Angel continued his search.

 

She was out there, somewhere, and he had to find Her. Oh, he had no idea where to begin, but knew Wolfram & Hart had something to do with Her disappearance. The demons in Sunnydale had all but confirmed that, even if the law firm’s name hadn’t been directly mentioned. They hadn’t needed to, he knew. They knew.

 

No, She was taken by them, Her body desecrated by their misguided desire to somehow use Her to get to him. They were going to be sorry, Angel thought as he scented something else in the night sky. They would make whoever took Her sorry. The question was, where? In the building downtown? But it was huge, and they’d be caught long before they found her, and that was unacceptable.

 

“Start with that whore Lilah,” Angelus suggested, all conversations with Fred effectively blocked from his mind. It was the only way to go. “I’m sure she knows something more than she’s telling us. She knows everything they try with us, even if she’s not directly involved in it.”

 

“Yes,” Angel agreed absently, trying to pinpoint that feeling. It wasn’t Her no; he’d know that feeling anywhere. The electrical feeling that raced over him, sharp and alive as She came nearer. This wasn’t that, but…something long forgotten and familiar.

 

“What’s she doing here?” Angel muttered to his demon. He didn’t find it odd he and Angelus talked to each other now, when they hadn’t in years. Centuries. Ever. He didn’t find it odd that the more they talked, the more they merged memories, love, and desires; the more they, themselves, merged.

 

“Come for some more punishment?” Angelus laughed, evil and low as he thought of just what sorts of punishment he’d inflict.

 

Angel turned and walked into the lobby.
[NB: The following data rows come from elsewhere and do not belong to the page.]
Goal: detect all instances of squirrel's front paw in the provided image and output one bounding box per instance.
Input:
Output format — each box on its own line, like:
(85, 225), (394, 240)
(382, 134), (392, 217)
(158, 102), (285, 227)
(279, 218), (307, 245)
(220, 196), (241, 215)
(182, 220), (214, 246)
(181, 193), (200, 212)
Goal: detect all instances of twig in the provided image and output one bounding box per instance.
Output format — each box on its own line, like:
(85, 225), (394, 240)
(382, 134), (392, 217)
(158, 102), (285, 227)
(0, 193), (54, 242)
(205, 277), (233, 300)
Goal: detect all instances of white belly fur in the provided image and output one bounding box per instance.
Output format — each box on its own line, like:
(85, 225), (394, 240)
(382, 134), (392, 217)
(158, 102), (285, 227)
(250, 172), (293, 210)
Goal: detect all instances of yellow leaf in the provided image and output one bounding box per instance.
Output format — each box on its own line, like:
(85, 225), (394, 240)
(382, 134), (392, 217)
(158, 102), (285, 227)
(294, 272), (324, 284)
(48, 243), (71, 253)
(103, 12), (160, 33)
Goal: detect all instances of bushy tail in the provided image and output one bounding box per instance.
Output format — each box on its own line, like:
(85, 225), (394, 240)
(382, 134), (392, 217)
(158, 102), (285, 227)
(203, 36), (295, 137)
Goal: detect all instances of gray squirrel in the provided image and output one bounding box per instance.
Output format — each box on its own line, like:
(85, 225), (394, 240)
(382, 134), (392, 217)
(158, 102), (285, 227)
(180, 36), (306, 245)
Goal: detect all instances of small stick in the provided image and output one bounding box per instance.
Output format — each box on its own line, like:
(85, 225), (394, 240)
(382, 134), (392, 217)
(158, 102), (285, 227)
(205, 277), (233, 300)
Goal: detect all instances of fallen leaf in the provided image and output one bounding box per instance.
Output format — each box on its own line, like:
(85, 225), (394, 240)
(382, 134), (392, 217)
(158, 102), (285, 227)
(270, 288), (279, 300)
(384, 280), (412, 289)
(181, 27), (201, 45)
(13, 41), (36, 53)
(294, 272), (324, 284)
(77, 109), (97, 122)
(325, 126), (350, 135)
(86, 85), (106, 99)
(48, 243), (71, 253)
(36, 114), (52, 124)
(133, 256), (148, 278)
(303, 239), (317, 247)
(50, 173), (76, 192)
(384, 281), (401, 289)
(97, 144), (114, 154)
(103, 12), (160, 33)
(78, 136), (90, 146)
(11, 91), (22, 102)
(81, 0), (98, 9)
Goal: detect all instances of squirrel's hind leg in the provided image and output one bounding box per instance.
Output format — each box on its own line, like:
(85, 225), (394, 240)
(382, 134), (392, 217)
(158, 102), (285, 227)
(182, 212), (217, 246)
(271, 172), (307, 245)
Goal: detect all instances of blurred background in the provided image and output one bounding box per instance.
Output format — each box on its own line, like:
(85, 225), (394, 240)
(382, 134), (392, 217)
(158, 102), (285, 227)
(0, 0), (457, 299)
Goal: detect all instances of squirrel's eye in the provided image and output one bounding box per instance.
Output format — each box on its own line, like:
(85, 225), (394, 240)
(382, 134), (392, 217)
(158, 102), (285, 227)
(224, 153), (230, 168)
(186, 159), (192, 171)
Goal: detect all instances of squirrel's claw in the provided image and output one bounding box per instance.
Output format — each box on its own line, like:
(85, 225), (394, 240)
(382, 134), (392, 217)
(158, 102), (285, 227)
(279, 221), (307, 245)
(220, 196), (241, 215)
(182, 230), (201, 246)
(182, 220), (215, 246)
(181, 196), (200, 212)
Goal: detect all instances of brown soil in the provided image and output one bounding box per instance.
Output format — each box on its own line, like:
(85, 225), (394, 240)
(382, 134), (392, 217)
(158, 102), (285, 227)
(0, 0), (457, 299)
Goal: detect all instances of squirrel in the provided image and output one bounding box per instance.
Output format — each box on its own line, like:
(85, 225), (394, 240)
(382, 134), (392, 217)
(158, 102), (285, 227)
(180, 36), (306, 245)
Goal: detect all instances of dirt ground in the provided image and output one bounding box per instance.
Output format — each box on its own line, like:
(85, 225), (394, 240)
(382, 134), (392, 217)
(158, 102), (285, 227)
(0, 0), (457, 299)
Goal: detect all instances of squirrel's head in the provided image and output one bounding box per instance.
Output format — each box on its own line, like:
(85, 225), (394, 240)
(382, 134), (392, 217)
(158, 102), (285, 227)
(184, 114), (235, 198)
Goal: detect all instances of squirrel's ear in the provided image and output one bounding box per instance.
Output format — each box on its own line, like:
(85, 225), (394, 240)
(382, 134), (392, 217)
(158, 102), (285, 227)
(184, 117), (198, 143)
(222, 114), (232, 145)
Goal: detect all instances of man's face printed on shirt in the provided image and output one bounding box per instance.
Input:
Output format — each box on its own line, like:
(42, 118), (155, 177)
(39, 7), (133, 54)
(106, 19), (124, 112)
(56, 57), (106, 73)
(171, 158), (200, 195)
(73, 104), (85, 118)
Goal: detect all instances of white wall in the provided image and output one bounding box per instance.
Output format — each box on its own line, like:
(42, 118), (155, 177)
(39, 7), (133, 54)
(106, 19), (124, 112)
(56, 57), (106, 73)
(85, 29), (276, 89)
His team was sitting around, discussing the latest influx of vampires and demons into the city, but he paid them no mind.

 

“And I’m not sure on the translation,” Wesley admitted, “Ruination may in fact mean purification.”

 

“Purification?” Gunn sighed in relief. He was so tired of these every other week apocalypses. Apocalypi? What was the plural here? “So this Tro-clan is a good thing?”

 

“Oh, I doubt that,” Wes shook his head. “But it’s purification in Aramaic, ruination in ancient Greek, and in the lost Ga-shundi language it means both.”

 

“And you don’t want to make the same mistake twice, now would you,” Cordy snarked, ignoring Wes’ look as she continued to flip through her magazine.

 

“No,” Wes shook his head. “No, I wouldn’t.”

 

Shaking his head – this wasn’t the first time Wes was wrong with a translation – Angel ignored them. Ah, what he wouldn’t give for Rupert’s expertise. He headed for the front door, where, inexplicably, Darla stood.

 

“Hello, lover,” she purred, and then, hands moving to her belly “Or should I say hello, daddy?”

 

“Darla,” Angel sneered, Angelus flashing a hint of fang at his sire.

 

“Expecting someone else, my dear boy?” she laughed. But her eyes were anything but humorous, and the tone was hollow and angry. And then the situation sunk in and he was silent and slightly panicked.

 

“I thought vampires couldn’t have children?” Angelus asked, somewhat frantically, though he knew the answer as well as Angel did. They couldn’t.

 

‘I wouldn’t know…I don’t…. You know I can’t have children,’ he told her. ‘There were all sorts of things vampires couldn’t do. You know, like work for the telephone company, or volunteer for the Red Cross, or…have little vampires…’

 

“What is she doing here?” Cordelia demanded, then stopped, her eyes riveted on Darla’s protruding belly. “Holy shit, what is that?”

 

“Why don’t you ask your fearless leader?” Darla hissed, walking as gracefully as she could down the few steps to the main lobby. Considering the weight she carried in her belly, it was very gracefully – must be from all those years in heavy woolen dresses.

 

“Who’s Darla?” Fred whispered to Gunn.

 

“Angel’s old flame from way back.”

 

“Not the one that died?” There was more than one? Or was this the same one? She was so confused, like she came into the middle of a TV show, and had no idea what the plot arc was.

 

“Yeah,” Gunn nodded, then, “No,” he shook his head, “Not that one. The other one; she died and came back to life. She’s a vampire.”

 

“Y’all have a chart or something?”

 

Gunn laughed, though he didn’t point the crossbow away from the vampiress. “In the files; I’ll get it for you later.”

 

“Angel?” Cordelia asked, then Wesley, and finally Gunn asked in that same tone. As if he hadn’t heard the first time. As if he had a damn answer as to why – how – Darla was pregnant.

 

“I didn’t think vampires could have kids,” Gunn ventured, still aiming the crossbow at Darla – a very pregnant Darla. He’d grabbed it instantly, but hadn’t shot, as he probably should have. No, the big belly on the scary vampire had him pausing. Maybe he should have shot, he thought now, and saved them all the trouble.

 

“They can’t,” Angel insisted, and shook his head when Angelus howled in laughter at his inane statement. “Shut up, you’re not helping.”

 

“Obviously, boy-o, they can. I don’t think that’s a pillow under her dress.” He snickered again. “And please don’t ask me how, either, I’m sure you remember well enough what happened.”

 

“Shut up,” Angel said, but he said it aloud, not just to his demon, and everyone looked at him strangely. He didn’t notice.

 

“Darla, mind explaining?”

 

“Isn’t it obvious?” Cordelia interrupted.

 

Angel shook his head, “No, this is impossible!”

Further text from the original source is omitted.